In this integration, we will use Cloud Custodian in an AWS Organization to monitor the creation of any S3 Buckets in any Developer Account that don’t have access logs enabled. If any new buckets created fail to comply with this policy, then it is instantly deleted.
Optionally, you can configure more actions, like posting to an SNS topic and send push notifications or sending an email to notify users about the deletion.
Architecture
Here is the resulting architecture (mind that there might be hundreds or thousands of Developer Accounts):
CloudCraft page with the architecture and docs for each component
You can find the Terraform template to deploy the Custodian Account infrastructure here https://github.com/gelouko/c7n-deployments/tree/master/centralized-arch
Explanation
There will be 2 types of accounts:
- The Custodian Account. This is the account where the core infrastructure will be deployed, like Lambdas and EventBridge Rules (automatically created by Cloud Custodian).
- The Developer Account(s). This is the account (or accounts) that will be monitored by Cloud Custodian alongside the Custodian Account. They need a CrossAccountRole that will perform all actions on the account’s resources and an EventBridge Rule to forward the necessary events to a centralized event bus in the Custodian Account.
To be able to work with Amazon EventBridge events, we have to create a CloudTrail Trail to create rules that will catch AWS Management Events. In this architecture, we have created a single Organization Trail in the Master Account.
When we create guardrails based on EventBridge events in Cloud Custodian, it deploys a Lambda to be triggered with the specified Cloudtrail API event for each policy created, so keep in mind that the number of Lambdas deployed can be high considering the number of guardrails you create.
The basic flow of events for our example is the following:
- A Developer creates an S3 Bucket in the Developer Account
- The CloudTrail Trail will detect the API Call, send it to the Developer Account’s event bus, and thus trigger the EventBridge Forwarder Rule in the Developer Account (make sure this rule is protected from deletion with an SCP or similar)
- The Event Forwarder Rule will forward the event to the Custodian Account’s default event bus.
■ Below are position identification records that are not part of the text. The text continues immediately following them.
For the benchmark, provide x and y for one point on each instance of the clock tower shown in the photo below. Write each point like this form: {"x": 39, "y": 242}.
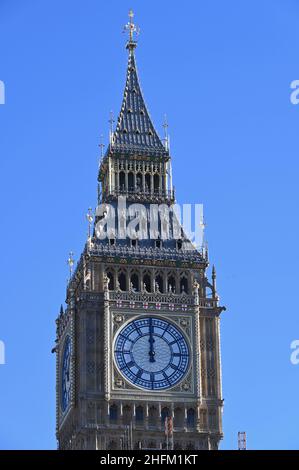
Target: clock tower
{"x": 138, "y": 344}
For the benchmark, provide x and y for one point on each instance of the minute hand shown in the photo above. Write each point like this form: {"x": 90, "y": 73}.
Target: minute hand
{"x": 151, "y": 342}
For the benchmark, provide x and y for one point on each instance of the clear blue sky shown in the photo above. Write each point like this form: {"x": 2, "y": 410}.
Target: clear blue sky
{"x": 221, "y": 70}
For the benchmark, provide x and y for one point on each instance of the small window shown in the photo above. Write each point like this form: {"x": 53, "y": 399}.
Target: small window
{"x": 158, "y": 243}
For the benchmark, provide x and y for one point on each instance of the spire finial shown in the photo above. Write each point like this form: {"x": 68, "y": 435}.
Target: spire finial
{"x": 89, "y": 218}
{"x": 166, "y": 137}
{"x": 111, "y": 122}
{"x": 132, "y": 29}
{"x": 70, "y": 262}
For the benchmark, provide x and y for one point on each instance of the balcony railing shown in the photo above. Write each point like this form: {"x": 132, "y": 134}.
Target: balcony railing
{"x": 148, "y": 253}
{"x": 154, "y": 194}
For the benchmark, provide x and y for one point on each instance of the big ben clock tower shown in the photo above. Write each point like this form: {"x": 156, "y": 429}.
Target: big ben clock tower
{"x": 138, "y": 344}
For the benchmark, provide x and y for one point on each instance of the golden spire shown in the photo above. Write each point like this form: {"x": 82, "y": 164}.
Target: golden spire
{"x": 132, "y": 29}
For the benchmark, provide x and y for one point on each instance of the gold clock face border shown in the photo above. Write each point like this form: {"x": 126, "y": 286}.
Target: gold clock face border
{"x": 146, "y": 315}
If it fails for some reason, it will retry, and after some retry attempts, it will send the event to an SQS queue that will serve as DLQ in the Custodian Account
- An EventBridge Rule (created by Cloud Custodian when the policy is deployed) is triggered with the action information from the Developer Account
- The Rule will trigger a Lambda Function (created by Cloud Custodian when the policy is deployed)
- The function will check the event data for compliance and will assume the CrossAccountRole in the Developer Account if it needs to perform any actions
- The CrossAccountRole will perform any actions defined in the Custodian policy in the Developer Account.
- The Lambda function finishes.
It’s important to note that currently, Cloud Custodian only works with the default event bus, so we have to change the Custodian Account’s default event bus to make it accessible from within the current organization.
Now I’ll show you how to deploy your first policy. If you want to follow up with hands-on, just deploy the terraform templates provided by this Github repo.
Deploying your first policy
Now that we have our accounts ready, we need to deploy our first Cloud Custodian policy.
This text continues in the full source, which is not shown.